When I was younger, I felt invincible. I partied hard with friends almost every weekend. ‘Sleep is for losers’ I would tell people – ‘I only get 5 hours a night!’
I’d go to bed exhausted on a Sunday evening. But, on Monday I was always in the office at 6.00 am, preparing for the week ahead. And from 09.00am, I was straight into the flow of management meetings and execution.
I felt hungover and tired alot. But, I pushed through it and usually felt OK by Tuesday. I used to be proud that I could get away with burning the candle at both ends. Work hard, play hard right?
As I get older, I realise how badly I looked after myself. I understand how much more important it is to take care of myself now.
I stopped drinking sessions with friends a few years ago. I either don’t go, or I disappear around 10.00pm, so I can avoid a messy night. It’s even a joke amongst my friends now – one minute I’m there, and the next I’m not.
It’s no exaggeration that a drinking session disrupts my life for a month. It’s more than just being tired and hungover. I become anxious, negative and depressed for weeks. I let good habits slip (waking early, being active, eating well etc.). My motivation and confidence at work suffers. It’s just not worth it.
Sleep is also a big thing for me recently. I’ve always been an early riser – getting up at 4.30am. Recently I’ve been tracking my sleep more closely. It’s helped me see the link between sleep, and how I’m feeling.
When I go a number of nights with poor sleep, I’m more anxious and struggle with my mood. I have less energy and have a less optimistic view about life.
Recently I’ve let go of having to rise at 4.30am every day. It’s not sustainable. Well, only if I commit to going to bed at 9.00pm every night. I’m experimenting with varying when I go to bed and get up. Sometimes I’ll still rise at 4.30am, and will go to bed at 9.00pm. But other nights I’ll go to bed later, and will allow myself more sleep – waking up closer to 6.00am or 7.00am.
I’ve talked about alcohol and sleep so far, and that’s intentional. They seem to be the biggest self care factors that influence how I feel. And they are intrinsically linked.
If I have a few drinks, my sleep suffers. I get tired, feel worse, and let good habits slip. So, I feel worse about myself, and am more likely to have a few drinks. It starts a downward spiral that can last for weeks.
It works the other way around too. If I get a few nights of very poor sleep, I get tired. This makes me more likely to make poor decisions, and have a drink. Same cycle – just started in a different order.
I’m at the point now where I might give up alcohol forever. I’ve said this before, and have always slipped back to trying to moderate myself with limits and rules. I have to acknowledge that I have a bad track record of sticking to limits and rules when it comes to alcohol.

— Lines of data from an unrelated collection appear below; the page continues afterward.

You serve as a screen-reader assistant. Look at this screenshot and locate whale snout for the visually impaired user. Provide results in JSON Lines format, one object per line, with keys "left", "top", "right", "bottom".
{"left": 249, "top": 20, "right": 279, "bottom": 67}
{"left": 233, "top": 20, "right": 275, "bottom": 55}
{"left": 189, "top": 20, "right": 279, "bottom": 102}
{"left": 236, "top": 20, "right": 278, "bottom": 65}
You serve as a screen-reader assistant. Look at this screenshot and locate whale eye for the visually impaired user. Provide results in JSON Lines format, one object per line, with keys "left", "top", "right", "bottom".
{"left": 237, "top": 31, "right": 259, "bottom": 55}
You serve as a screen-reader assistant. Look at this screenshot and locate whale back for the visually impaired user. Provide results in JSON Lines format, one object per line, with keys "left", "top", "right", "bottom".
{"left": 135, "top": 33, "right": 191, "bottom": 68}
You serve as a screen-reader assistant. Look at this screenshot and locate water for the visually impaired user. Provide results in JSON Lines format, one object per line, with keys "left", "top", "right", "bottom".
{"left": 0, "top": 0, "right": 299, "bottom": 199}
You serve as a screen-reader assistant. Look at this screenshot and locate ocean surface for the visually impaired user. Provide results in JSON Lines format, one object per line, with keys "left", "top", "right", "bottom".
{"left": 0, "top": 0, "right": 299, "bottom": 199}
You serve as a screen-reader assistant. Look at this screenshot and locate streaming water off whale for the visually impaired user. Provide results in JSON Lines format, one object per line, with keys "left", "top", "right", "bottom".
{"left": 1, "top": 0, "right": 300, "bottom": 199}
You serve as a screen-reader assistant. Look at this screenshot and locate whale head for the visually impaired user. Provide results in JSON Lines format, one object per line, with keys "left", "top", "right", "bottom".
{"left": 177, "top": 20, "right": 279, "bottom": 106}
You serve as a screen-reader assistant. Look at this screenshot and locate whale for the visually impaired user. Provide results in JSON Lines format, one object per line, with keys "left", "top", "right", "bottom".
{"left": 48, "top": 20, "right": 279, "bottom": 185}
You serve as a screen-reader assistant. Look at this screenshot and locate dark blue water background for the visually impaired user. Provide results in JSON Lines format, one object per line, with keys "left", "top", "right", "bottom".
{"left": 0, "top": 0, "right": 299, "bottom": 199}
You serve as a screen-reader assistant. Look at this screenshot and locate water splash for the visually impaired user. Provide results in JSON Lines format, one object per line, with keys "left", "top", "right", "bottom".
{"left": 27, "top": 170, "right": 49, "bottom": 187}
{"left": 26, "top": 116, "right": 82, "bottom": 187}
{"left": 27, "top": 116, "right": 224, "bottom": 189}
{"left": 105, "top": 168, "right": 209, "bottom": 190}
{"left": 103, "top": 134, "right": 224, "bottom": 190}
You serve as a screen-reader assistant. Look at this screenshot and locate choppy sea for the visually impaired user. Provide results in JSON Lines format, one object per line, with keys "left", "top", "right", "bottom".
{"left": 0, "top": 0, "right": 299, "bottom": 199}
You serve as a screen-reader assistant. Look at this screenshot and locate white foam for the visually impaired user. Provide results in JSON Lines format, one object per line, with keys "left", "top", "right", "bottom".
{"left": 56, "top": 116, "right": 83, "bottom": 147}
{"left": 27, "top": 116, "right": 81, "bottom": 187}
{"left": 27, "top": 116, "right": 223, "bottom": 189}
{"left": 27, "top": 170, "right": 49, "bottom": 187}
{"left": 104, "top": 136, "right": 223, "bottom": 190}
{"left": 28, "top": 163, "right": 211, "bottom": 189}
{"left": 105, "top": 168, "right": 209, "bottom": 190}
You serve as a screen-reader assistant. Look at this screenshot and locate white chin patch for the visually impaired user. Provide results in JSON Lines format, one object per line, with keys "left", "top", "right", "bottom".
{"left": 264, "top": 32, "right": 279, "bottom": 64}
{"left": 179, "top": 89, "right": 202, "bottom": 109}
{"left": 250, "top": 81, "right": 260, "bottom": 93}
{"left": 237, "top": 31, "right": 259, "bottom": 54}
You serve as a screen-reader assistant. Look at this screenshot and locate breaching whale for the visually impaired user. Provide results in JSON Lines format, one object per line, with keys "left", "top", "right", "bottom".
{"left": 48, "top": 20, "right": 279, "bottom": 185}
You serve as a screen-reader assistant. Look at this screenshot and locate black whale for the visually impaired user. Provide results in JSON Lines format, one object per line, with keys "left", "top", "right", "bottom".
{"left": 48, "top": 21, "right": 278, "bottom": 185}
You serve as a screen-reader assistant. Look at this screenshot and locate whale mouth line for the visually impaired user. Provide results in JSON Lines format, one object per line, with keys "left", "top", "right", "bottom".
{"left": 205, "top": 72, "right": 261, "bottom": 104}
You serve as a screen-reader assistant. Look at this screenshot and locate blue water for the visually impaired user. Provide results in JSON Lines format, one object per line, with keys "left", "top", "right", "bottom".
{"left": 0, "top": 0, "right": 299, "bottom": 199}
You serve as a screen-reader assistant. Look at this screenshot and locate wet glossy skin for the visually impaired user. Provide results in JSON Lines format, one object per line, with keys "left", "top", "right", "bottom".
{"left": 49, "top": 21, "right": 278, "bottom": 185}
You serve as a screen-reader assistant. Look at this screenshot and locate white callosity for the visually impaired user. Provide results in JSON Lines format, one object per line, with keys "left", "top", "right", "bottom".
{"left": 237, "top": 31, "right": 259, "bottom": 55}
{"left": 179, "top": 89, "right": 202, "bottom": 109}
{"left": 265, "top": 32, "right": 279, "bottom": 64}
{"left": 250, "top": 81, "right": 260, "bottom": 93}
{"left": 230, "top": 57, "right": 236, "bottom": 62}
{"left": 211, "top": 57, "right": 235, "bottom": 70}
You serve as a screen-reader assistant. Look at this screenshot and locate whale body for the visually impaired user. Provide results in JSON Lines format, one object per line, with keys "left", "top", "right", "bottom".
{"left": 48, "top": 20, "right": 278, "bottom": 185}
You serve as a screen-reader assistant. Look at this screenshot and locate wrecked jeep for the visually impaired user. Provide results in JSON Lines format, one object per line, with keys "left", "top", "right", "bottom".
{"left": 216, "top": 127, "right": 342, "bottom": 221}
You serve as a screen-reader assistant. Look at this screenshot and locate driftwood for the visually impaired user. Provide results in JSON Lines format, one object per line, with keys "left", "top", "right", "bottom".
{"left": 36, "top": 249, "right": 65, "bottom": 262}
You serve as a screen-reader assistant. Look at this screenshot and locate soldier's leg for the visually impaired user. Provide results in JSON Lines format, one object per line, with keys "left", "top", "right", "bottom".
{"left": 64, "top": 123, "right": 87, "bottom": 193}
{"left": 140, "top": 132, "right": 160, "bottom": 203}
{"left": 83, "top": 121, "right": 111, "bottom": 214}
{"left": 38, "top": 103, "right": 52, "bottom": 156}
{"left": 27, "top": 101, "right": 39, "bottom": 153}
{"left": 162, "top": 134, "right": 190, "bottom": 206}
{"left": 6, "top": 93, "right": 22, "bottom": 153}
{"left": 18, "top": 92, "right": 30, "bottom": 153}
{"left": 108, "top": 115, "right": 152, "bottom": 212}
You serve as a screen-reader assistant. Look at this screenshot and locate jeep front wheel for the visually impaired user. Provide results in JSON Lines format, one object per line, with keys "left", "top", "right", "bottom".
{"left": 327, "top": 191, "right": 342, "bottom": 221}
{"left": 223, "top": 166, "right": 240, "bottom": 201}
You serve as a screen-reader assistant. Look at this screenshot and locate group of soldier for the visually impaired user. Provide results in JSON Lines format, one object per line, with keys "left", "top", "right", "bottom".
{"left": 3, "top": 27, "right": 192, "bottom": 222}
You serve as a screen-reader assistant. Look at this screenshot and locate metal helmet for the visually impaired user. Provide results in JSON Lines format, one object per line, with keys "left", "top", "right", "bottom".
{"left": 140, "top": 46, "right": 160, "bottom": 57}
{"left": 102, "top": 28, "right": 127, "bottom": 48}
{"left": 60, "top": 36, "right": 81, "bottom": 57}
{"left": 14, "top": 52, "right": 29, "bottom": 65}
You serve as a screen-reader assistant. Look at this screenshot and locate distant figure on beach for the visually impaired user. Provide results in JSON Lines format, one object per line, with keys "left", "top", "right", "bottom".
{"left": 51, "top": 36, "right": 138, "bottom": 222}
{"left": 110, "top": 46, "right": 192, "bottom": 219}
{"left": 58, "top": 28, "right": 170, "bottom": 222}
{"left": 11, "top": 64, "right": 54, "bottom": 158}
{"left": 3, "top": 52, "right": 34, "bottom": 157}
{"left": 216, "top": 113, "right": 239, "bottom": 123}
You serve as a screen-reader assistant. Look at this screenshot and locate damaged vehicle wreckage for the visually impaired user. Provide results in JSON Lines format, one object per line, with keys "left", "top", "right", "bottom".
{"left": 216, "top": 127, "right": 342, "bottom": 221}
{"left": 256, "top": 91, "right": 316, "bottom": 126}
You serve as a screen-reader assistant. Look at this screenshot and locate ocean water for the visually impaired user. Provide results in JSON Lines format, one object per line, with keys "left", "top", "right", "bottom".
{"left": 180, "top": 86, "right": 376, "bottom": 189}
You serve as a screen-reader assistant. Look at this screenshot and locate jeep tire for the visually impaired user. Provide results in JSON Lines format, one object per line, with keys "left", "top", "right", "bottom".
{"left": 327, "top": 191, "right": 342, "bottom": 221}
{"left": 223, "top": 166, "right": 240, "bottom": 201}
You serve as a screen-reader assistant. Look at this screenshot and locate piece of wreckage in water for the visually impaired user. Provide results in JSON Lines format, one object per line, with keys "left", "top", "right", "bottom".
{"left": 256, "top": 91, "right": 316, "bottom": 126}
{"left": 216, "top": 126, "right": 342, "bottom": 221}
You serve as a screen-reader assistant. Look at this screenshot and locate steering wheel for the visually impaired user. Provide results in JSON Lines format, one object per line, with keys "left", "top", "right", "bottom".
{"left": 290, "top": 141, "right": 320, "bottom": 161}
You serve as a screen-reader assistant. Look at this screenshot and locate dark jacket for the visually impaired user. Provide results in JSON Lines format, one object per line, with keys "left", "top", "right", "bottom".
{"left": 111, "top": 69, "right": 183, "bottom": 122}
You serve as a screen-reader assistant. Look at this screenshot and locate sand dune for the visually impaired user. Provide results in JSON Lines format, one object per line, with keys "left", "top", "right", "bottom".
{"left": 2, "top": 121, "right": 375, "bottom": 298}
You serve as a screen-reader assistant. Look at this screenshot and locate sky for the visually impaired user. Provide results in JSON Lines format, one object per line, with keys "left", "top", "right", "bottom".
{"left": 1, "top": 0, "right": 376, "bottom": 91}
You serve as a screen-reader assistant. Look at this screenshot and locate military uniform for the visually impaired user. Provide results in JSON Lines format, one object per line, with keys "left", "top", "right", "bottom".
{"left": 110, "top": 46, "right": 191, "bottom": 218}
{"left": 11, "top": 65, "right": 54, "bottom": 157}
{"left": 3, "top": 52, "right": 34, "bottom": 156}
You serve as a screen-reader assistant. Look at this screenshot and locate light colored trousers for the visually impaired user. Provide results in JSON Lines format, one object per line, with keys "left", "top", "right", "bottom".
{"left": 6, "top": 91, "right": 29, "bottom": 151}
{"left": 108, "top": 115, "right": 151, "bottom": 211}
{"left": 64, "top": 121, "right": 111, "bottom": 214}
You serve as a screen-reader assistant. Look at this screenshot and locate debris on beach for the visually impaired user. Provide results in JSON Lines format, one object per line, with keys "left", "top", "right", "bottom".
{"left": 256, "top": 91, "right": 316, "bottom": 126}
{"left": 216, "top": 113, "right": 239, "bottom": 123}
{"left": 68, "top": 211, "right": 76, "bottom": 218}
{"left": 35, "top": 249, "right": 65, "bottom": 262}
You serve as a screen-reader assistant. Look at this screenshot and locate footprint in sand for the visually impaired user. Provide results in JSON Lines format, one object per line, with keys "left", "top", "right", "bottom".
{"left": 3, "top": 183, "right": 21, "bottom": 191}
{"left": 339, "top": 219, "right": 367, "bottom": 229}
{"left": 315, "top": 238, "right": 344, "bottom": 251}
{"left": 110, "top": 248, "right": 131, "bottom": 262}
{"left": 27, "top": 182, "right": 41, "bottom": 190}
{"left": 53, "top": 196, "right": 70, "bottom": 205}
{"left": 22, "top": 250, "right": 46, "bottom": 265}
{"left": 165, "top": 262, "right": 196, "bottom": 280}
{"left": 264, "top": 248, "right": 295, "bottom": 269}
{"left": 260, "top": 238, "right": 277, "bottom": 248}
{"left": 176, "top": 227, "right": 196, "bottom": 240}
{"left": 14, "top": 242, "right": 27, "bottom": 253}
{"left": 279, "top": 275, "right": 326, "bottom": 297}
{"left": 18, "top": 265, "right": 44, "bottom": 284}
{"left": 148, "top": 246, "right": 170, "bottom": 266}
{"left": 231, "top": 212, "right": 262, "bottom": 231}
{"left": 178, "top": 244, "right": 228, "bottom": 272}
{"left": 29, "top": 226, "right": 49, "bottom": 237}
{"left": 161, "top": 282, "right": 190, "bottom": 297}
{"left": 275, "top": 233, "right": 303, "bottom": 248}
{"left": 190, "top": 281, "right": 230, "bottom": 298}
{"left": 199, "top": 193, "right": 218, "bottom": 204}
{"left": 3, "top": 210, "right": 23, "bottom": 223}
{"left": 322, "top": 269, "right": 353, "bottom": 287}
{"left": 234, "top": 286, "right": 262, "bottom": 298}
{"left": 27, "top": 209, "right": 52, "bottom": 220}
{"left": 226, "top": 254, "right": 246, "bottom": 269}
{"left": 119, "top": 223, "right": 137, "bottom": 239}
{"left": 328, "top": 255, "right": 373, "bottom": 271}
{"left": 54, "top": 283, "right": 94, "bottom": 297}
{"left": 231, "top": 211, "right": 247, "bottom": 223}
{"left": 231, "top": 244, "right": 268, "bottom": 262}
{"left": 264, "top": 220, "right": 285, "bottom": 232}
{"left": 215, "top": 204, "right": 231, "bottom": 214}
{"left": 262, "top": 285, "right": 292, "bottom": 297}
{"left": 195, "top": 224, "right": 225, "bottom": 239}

I’ve been hearing more, and more about people that have stopped drinking, and never looked back. It’s making me think more seriously about it.
OK, let’s get off alcohol and sleep. There are other things that are also becoming more important to me:
Solitude. Being by myself and thinking. I’ve always been pretty good at getting some quiet time to myself in the mornings. But, I’m starting to think about how I can get longer stretches of time to myself – probably a few days. I think it would allow me some time to decompress – get away from the routines of everyday life and think about things. Maybe even build up to a Bill Gates think week.
Walking is really good for me. It helps me get some time to myself, but it’s bigger than that. There’s something about walking that kick starts my brain to work on problems. I have some of my best ideas or realisations whilst taking a walk. And it’s nice to be outside too.
My relationship with technology is something I’ve always thought alot about. At one point, I even gave up my smartphone for two years. I’m thinking alot about how to limit screen time. I want to do more things like digital sabbaths, and using my Nokia on weekends.
Self care is becoming so important to me, that I’m starting to think about it as one of the key areas for my life (I have a number of these, and I reflect on them as part of my weekly planning process).
If I had a Maslow’s Hierarchy of Needs style pyramid for my life, it may well sit at the bottom. It feels like a force multiplier for everything else in my life.